Mustafa Kemal Teşkilat Saflarında

Mustafa Kemal Atatürk de bir dönem Teşkilat-ı Mahsusa içinde faaliyet göstermiştir. Ünlü istihbaratçı Kuşçubaşı Eşref’in anılarında ve Phillip H. Stoddard’ın “Teşkilatı Mahsusa” isimli doktora tezinde, Mustafa Kemal’in teşkilat kadroları içerisinde olduğu belirtilmektedir. Mustafa Kemal, İttihat ve Terakki’ye 29 Ekim 1907’de üye olmuştur. Mustafa Kemal’in teşkilat için üstlendiği ilk görev ise, Avustuya-Macaristan’ın Bosna Hersek sınırına yaptığı askeri yığınak hakkında bilgi toplamak olmuştur. Mustafa Kemal, 1908 yılında bu amaçla Bosna’ya gönderilmiştir. Daha sonra, herkesin bildiği gibi, Eylül 1908’de, Mustafa Kemal, yine teşkilatın emriyle Trablusgarp’a geçmiş ve buradaki gerilla savaşının örgütlenmesi faaliyetlerine katılmıştır. (ss. 28-29) İttihat Terakki ve dolayısıyla Teşkilat-ı Mahsusa, görülmektedir ki herşeyden önce iyi bir ihtilalci ocağı olarak tarihteki yerini almıştır.

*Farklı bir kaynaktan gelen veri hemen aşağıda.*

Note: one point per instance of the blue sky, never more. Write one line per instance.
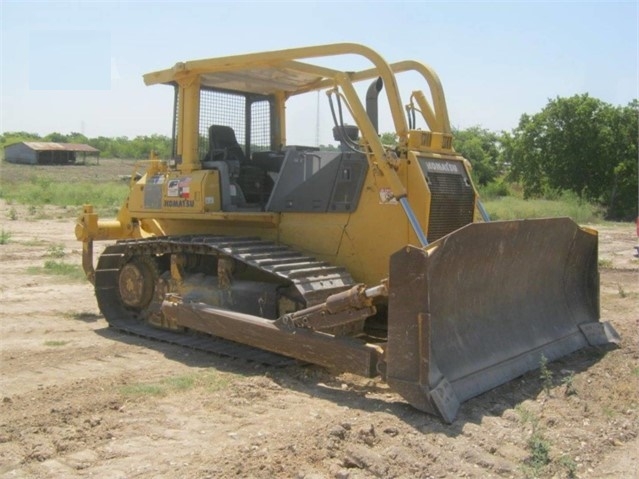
(78, 66)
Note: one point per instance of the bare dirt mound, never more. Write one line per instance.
(78, 399)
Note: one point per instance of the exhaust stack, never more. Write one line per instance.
(371, 101)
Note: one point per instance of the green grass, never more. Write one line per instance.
(44, 190)
(59, 268)
(209, 380)
(5, 236)
(511, 208)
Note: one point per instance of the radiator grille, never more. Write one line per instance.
(452, 196)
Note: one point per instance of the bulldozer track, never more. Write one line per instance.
(314, 280)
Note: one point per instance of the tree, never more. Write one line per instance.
(579, 144)
(482, 148)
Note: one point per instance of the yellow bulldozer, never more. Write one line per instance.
(368, 258)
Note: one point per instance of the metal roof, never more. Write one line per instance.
(51, 146)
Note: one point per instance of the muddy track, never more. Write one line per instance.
(79, 399)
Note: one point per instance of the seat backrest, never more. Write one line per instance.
(223, 145)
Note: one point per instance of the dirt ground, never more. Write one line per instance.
(78, 399)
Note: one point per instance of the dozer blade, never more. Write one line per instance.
(480, 307)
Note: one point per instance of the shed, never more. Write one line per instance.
(48, 153)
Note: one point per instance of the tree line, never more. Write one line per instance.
(578, 144)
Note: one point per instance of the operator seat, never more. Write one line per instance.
(223, 146)
(226, 155)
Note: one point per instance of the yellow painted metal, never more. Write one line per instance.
(189, 113)
(361, 240)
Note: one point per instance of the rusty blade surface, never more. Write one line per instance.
(480, 307)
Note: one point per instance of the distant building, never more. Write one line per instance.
(48, 153)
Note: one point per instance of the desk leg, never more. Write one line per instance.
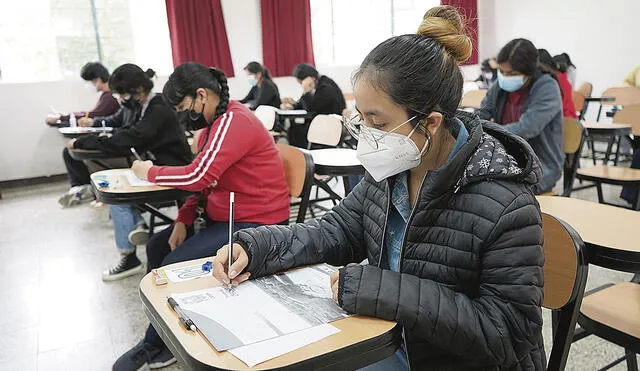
(599, 188)
(347, 185)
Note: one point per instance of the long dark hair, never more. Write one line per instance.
(521, 54)
(191, 76)
(128, 78)
(255, 67)
(420, 71)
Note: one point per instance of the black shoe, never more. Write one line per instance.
(136, 358)
(129, 265)
(161, 359)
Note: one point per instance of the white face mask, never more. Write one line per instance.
(394, 154)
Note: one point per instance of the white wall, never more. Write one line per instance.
(600, 36)
(28, 148)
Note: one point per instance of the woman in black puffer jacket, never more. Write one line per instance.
(445, 217)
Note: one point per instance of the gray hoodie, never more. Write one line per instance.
(540, 124)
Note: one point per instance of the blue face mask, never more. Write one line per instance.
(510, 83)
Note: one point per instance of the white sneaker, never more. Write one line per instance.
(139, 236)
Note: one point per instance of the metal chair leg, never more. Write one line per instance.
(599, 188)
(632, 360)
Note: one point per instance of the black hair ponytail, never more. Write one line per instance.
(223, 93)
(189, 77)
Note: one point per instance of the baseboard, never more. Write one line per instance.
(5, 184)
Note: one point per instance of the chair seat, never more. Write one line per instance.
(604, 174)
(617, 307)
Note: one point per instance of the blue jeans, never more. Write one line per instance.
(125, 219)
(396, 361)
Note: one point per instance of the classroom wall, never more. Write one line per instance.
(599, 35)
(28, 148)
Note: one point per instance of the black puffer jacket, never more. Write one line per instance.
(470, 288)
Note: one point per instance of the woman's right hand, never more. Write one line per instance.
(238, 264)
(178, 235)
(85, 122)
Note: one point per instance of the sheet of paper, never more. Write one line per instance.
(291, 112)
(265, 350)
(269, 307)
(134, 181)
(187, 273)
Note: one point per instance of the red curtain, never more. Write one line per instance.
(469, 8)
(198, 34)
(286, 35)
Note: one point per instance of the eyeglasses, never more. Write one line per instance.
(359, 130)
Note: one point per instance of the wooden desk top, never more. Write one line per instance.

Teşkilat-ı Mahsusa, Balkanlarda sağladığı başarıyı Arap yarımadasına da taşımak istemiş ve burada İngiliz istihbaratı ile amansız bir istihbarat savaşına tutuşmuştur. O sırada İngiliz istihbaratı hem parasal, hem teknik, hem de personel bakımında son derece üstün niteliklere sahip durumdaydı. Kadroda Gertrude Bell, Thomas Edward Lawrence (T.E. Lawrence-Arabistanlı Lawrence) ve Captain Shakespeare gibi ünlü istihbaratçılar bulunmaktaydı. Teşkilat-ı Mahsusa ise bunların karşısına Süleyman Askeri, Kuşçubaşı Eşref ve Nuri Paşa gibi isimlerle çıkmıştı.(s. 42) Fakat İngiliz propagandası baskın çıktı ve Osmanlı uzun yıllar hakimiyet kurduğu topraklardan geri çekildi. Orta Doğu’da yaşanan istihbarat savaşı, Teşkilat-ı Mahsusa’yı güçlendirmişti. Savaştan geriye deneyimli, iyi eğitimli 40.000’den fazla istihbaratçı ve organizasyon mirası kalmıştı. (ss. 45-46)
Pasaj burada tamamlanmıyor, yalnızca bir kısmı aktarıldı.